I long, as every human does, to be at home wherever I find myself. -Maya Angelou
My senior year of high school, my family moved from the country house I had lived in for fourteen years into a house in town. I didn't even have to transfer schools. Besides packing up and moving across town, there wasn't any significant life changes for me.
But I was devastated. I had always imagined coming home from college and driving down those gravel roads, anxiously anticipating the rise of the house when I drove over the hill. I wanted to bring my college friends home and hike through the woods that claimed my childhood memories. I wanted to show off the creek I used to go creek stomping in and have bonfires by the pond I learned how to swim in. I imagined my future husband proposing to me on the dock by the pond and seeing my children running through the large back yard I spent hours in.
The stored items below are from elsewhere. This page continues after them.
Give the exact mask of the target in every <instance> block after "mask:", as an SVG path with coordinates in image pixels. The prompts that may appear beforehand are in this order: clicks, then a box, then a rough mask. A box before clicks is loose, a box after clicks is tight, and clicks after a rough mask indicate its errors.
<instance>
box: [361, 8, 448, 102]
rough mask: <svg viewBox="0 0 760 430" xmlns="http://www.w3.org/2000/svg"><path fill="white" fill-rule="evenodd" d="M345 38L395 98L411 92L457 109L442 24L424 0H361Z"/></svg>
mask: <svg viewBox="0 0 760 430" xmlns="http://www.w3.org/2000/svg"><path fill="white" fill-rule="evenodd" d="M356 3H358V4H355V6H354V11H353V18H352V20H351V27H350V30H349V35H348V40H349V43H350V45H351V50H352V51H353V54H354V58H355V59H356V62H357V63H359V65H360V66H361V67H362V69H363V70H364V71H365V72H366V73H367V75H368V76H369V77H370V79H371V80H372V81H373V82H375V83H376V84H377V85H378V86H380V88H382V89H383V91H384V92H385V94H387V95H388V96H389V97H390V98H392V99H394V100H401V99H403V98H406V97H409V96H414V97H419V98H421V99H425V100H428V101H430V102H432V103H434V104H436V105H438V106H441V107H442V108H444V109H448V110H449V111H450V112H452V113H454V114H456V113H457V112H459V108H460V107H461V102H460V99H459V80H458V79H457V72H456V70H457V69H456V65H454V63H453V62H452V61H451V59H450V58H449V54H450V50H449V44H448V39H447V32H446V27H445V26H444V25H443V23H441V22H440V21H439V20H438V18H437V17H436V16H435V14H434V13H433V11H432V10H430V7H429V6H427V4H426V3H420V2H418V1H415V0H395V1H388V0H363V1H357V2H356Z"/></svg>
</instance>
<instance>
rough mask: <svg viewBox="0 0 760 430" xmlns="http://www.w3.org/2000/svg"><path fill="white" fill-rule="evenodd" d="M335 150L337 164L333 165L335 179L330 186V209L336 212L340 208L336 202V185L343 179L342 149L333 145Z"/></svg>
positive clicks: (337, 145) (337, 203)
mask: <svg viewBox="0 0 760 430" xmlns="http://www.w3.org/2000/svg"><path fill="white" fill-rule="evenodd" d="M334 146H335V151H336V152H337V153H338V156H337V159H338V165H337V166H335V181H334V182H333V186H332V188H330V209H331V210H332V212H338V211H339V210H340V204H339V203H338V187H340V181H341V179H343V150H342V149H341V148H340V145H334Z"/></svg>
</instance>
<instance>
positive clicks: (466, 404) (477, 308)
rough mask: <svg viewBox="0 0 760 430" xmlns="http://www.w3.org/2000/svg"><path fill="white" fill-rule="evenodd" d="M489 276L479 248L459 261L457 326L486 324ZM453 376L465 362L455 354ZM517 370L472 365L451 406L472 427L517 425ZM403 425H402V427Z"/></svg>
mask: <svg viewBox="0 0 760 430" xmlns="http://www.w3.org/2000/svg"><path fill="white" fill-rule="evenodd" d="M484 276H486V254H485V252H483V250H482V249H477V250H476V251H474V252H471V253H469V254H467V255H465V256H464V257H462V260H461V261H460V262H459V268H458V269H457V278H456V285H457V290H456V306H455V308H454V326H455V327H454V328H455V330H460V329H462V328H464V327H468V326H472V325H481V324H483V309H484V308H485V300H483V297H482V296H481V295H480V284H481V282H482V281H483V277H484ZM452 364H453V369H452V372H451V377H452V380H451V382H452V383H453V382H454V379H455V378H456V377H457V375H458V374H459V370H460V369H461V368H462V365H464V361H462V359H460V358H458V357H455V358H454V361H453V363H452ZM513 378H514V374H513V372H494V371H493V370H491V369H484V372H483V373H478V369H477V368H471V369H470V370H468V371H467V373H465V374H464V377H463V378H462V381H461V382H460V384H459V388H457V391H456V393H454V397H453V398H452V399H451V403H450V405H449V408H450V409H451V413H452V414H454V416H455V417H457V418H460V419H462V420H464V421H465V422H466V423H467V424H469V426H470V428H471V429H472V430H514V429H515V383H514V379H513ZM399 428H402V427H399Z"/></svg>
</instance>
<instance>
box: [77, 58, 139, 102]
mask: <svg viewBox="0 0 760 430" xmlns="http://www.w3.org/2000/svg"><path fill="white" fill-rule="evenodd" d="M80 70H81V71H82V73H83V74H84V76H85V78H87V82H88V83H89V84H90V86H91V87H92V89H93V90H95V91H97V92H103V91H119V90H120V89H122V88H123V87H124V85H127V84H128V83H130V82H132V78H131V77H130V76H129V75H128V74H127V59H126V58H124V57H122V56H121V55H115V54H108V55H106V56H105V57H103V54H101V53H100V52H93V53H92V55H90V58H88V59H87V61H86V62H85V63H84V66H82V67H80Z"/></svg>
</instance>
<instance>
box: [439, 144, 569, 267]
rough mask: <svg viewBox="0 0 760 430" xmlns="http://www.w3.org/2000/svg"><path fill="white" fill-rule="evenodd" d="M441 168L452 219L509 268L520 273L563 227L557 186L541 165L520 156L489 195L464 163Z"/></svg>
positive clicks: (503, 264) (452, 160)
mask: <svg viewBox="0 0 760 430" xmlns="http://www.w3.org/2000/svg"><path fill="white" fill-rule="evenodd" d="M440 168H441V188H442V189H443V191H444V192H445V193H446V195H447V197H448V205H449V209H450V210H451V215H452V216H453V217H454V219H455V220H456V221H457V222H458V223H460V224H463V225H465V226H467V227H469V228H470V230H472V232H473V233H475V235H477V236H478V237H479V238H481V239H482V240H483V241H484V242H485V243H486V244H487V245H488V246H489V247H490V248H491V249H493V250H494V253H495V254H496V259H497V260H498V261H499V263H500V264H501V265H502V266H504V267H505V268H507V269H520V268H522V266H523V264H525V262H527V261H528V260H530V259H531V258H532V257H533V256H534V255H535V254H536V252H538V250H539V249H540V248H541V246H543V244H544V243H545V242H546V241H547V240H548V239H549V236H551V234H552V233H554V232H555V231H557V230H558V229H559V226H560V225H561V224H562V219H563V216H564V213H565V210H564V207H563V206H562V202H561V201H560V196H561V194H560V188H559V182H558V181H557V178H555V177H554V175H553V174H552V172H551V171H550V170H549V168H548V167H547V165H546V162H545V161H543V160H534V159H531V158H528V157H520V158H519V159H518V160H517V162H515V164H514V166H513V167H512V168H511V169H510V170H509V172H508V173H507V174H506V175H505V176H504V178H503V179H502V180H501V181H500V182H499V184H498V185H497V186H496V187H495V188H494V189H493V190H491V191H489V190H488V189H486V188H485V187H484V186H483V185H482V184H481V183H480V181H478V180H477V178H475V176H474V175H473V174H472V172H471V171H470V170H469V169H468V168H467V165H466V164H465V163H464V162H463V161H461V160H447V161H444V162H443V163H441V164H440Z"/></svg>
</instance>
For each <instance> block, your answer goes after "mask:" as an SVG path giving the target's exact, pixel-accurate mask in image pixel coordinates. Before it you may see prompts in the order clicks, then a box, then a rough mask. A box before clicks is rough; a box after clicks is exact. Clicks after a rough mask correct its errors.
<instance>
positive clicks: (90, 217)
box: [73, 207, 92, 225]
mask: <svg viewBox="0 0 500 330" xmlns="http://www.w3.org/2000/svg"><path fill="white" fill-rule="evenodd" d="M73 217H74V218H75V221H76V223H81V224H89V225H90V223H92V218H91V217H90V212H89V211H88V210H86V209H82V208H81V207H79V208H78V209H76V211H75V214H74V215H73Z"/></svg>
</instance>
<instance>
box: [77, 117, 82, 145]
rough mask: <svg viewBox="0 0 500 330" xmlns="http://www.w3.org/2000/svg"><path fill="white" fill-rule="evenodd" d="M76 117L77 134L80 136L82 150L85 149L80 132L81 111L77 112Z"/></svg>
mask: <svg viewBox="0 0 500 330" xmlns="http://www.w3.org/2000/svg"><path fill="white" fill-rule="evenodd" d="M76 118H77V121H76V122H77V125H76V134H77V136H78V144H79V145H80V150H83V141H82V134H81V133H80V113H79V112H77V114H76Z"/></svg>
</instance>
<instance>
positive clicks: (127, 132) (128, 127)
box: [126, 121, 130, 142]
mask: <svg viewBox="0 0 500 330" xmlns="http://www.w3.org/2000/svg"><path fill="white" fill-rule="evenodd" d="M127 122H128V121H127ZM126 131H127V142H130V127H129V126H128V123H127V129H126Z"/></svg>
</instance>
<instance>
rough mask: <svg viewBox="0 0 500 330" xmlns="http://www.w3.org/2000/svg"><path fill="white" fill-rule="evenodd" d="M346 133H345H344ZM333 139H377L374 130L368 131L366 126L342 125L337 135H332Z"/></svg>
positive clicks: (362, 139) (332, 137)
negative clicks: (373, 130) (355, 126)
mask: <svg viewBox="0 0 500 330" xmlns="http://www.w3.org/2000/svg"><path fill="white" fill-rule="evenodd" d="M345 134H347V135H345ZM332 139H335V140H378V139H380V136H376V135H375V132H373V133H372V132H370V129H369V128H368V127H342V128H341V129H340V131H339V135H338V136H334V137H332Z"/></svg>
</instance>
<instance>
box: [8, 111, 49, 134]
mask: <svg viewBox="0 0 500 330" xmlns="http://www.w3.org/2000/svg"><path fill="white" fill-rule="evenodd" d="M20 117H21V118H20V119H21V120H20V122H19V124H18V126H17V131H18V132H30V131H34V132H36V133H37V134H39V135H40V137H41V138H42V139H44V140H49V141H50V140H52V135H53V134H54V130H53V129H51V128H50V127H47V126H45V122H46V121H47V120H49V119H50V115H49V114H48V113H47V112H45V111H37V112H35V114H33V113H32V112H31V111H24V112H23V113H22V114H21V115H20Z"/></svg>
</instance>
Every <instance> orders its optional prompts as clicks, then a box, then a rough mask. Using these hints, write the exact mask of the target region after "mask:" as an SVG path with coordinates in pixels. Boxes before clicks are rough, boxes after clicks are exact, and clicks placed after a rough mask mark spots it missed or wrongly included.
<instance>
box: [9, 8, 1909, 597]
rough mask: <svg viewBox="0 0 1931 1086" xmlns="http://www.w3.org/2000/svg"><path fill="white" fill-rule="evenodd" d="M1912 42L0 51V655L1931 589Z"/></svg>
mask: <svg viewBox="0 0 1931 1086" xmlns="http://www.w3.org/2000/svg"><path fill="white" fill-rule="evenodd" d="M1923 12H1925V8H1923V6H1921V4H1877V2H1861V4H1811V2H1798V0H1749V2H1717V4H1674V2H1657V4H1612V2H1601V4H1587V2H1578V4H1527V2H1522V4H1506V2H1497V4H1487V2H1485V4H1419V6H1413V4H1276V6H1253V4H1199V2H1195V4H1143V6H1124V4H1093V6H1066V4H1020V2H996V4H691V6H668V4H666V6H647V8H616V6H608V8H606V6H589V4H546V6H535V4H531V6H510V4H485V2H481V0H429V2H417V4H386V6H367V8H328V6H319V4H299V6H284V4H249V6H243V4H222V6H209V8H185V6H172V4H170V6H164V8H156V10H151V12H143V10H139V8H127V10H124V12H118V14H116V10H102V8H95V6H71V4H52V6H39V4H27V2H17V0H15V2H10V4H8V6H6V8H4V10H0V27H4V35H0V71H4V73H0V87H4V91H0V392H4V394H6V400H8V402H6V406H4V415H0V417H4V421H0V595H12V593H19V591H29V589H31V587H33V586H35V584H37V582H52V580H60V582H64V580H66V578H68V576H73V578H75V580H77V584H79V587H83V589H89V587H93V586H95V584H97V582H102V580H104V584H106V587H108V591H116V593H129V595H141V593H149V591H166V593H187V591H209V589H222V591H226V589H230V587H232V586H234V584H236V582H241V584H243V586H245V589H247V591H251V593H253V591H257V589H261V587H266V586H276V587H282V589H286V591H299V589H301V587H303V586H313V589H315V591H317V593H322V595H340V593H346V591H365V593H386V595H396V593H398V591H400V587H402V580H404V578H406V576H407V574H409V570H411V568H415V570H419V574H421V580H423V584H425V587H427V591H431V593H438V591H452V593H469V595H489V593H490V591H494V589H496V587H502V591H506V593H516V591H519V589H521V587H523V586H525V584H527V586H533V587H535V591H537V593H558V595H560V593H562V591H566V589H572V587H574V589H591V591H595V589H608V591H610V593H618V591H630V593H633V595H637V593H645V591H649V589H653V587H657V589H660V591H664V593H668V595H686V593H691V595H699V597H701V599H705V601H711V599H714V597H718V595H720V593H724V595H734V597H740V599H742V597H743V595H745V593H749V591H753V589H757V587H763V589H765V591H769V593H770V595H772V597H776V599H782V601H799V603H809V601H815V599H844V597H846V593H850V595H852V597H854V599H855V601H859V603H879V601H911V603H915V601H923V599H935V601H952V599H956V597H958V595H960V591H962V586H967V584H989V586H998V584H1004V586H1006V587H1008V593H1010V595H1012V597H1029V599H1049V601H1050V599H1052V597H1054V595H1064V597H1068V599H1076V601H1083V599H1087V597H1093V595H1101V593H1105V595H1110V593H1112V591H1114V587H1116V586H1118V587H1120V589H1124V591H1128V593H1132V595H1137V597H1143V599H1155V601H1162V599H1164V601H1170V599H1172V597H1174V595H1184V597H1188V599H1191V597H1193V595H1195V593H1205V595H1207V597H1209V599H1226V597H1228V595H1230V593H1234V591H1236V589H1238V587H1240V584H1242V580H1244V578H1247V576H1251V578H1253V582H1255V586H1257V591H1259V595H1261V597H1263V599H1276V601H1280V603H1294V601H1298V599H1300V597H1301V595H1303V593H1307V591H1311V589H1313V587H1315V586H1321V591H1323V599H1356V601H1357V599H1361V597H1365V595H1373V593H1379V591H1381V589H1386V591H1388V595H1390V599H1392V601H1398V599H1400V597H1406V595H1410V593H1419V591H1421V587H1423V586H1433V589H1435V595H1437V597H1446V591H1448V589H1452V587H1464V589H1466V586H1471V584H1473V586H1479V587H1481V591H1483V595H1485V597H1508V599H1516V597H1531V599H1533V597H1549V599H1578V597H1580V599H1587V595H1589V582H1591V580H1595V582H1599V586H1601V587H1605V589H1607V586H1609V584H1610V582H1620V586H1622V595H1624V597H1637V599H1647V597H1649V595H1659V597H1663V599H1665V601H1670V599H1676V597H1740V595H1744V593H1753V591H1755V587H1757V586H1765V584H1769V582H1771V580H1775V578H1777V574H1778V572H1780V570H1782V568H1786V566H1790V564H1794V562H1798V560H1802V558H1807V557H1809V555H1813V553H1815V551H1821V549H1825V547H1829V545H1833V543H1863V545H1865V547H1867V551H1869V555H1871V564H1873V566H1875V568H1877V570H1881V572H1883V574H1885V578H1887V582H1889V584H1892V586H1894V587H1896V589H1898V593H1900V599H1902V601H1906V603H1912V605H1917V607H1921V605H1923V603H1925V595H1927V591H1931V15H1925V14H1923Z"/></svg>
The new house we moved to had a fenced in yard and neighbors. I was disgusted for the first few weeks we lived there. I felt exposed in the worst ways.
Eventually, it started to grow on me. Of course, I wouldn't admit that, after having been so upset about the move initially. One day, the realization came crawling in my mind. It didn't matter where my home was, in the country or in town, or even if it was in Iowa.
As cheesy as it sounds, home is where the heart is.
Home is where laughter and love pour out of the windows.
Home is where my parents cook dinner together in the kitchen and where my brothers steal the food off my plate. It's where my sister jumps on my bed at six in the morning to tell me about a funny dream she just had. It's where my roommate braids my hair when I'm having a bad hair day. Home is where my college friends plop on my futon and vent their fears and hopes for the future. Home is the smell of Grandma cooking my favorite meal or hearing my cousins dogs bark as we all pile into their house for the holidays.
Home has held so many definitions in my mind since this realization. Of course, sometimes I miss the old house I grew up in, but the house that built me, well, there's not just one.